What To Do When There’s a Bug in Production

There is nothing quite as bone-chilling to a software tester than the realization that a bug has been found in Production!  In this post, I’ll walk through a series of steps testers can take to handle Production bugs and prevent them in the future.

Step One: Remain Calm

Because we are the ones who are testing the product and signing off on the release, it’s easy to panic when a bug is found in Production.  We ask ourselves “How could this have happened?” and we can be tempted to thrash around looking for answers.  But this is not productive.  Our top priority should be to make sure that the bug is fixed, and if we don’t stay calm, we may not investigate the issue properly or test the fix properly.

Step Two: Reproduce the Issue

If the issue came from a customer, or from another person in your company, the first thing to do is to see if you can reproduce the issue.  It’s possible that the issue is simply user error or a configuration problem.  But don’t jump to those conclusions too quickly!  Make sure to follow any steps described by the user as carefully as you can, and wherever possible, make sure you are using the same software and hardware as the user: for example, use the same type of mobile device and the same build; or the same type of operating system and the same browser.  If you are unable to reproduce the issue, ask the user for more information and keep trying.  See How to Reproduce A Bug for more tips.

Step Three: Gather More Information

Now that you have reproduced the issue, gather more information about it.  Is the issue happening in your test environment as well?  Is the issue present in the previous build?  If so, can you find a build where the issue is not present?  Does it only happen with one specific operating system or browser?  Are there certain configuration settings that need to be in place to see the issue?  The more information you can gather, the faster your developer will be able to fix the problem.

Step Four: Understand the Root Cause

At this point, your developer will be working to figure out what is causing the bug.  When he or she figures it out, make sure they tell you what the problem was, and make sure that you understand it.  This will help you figure out how to test the fix, and also to determine what regression tests should be done.

Step Five: Decide When to Fix the Issue

When there’s a bug in Production, you will want to fix it immediately, but that is not always the best course of action.  I’m sure you’ve encountered situations where fixing a bug created new ones.  You will want to take some time to test any areas that might have been impacted by the fix.

When trying to decide when to fix a bug, think about these two things:

  • how many users are affected by the issue?
  • how severe is the issue?

You may have an issue where less than one percent of your users are affected.  But if the bug is so severe that the users can’t use the application, you may want to fix the bug right away.

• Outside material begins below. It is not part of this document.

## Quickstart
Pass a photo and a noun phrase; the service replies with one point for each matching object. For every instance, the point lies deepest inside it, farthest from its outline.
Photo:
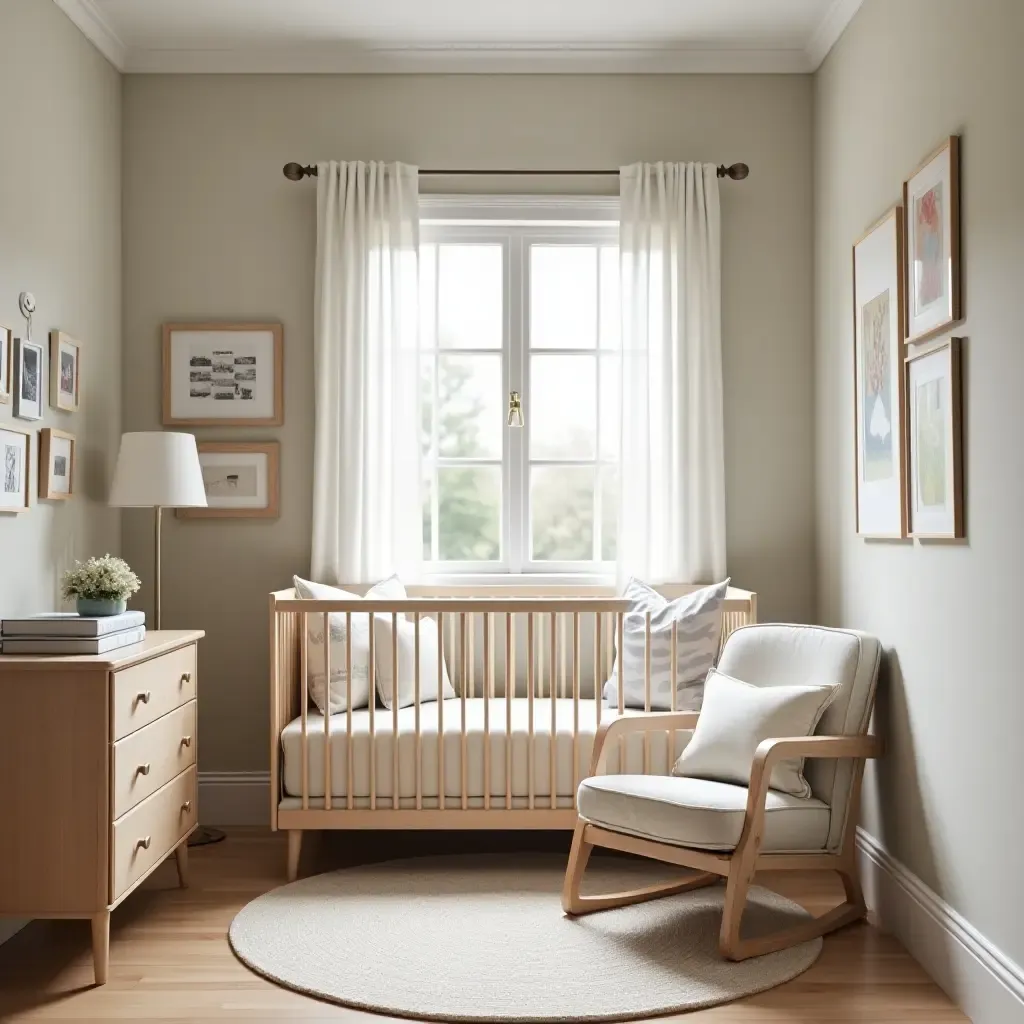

Or, you may have an issue that affects all of your users, but the issue is so minor that their experience won’t be impacted.  For example, a misaligned button might not look nice, but it’s not stopping your users from using the application.  In this case, you might want to wait until your next scheduled release to fix the issue.

Step Six: Test the Fix

When you test the bug fix, don’t check it just once.  Be sure to check the fix on all supported browsers and devices.  Then run regression tests in any areas affected by the code change.  If you followed Step Four, you’ll know which areas to test.  Finally, do a quick smoke test to make sure no important functionality is broken.

Step Seven: Analyze What Went Wrong

It’s tempting to breathe a big sigh of relief and then move on to other things when a Production bug is fixed.  But it’s very important to take the time to figure out exactly how the bug got into Production in the first place.  This is not about finger-pointing and blame; everybody makes mistakes, whether they are developers, testers, product owners, managers, or release engineers.  This is about finding out what happened so that you can make changes to avoid the problem next time.

Perhaps your developers made a code change and forgot to tell you about it, so it wasn’t tested.  Perhaps you tested a feature, but forgot to test it in all browsers, and one browser had an issue.  Maybe your product owner forgot to tell you about an important use case, so you left it out of your test plan.

Whatever the issue, be sure to communicate it clearly to your team.  Don’t be afraid to take responsibility for whatever your part was in the issue.  See my post on Extreme Ownership for more details.

Step Eight: Brainstorm Ways to Prevent Similar Issues in the Future

Now that you know what went wrong, how can you prevent it from happening again?  Discuss the issue with your team and see if you can come up with some strategies.

You may need to change a process: for example, having your product owner sign off on any new features in order to make sure that nothing is missing.  Or you could make sure that your developers let you know about any code refactoring so you can run a regression test, even if they are sure they haven’t changed anything.

You may need to change your strategy: you could have two testers on your team look at each feature so it’s less likely that something will be overlooked.  Or you could create test plans which automatically include a step to test in every browser.

You may need to change both your process and your strategy!  Whatever the situation, you can now view the bug that was found in Production as a blessing, because it has resulted in you being a wiser tester, and your team being stronger.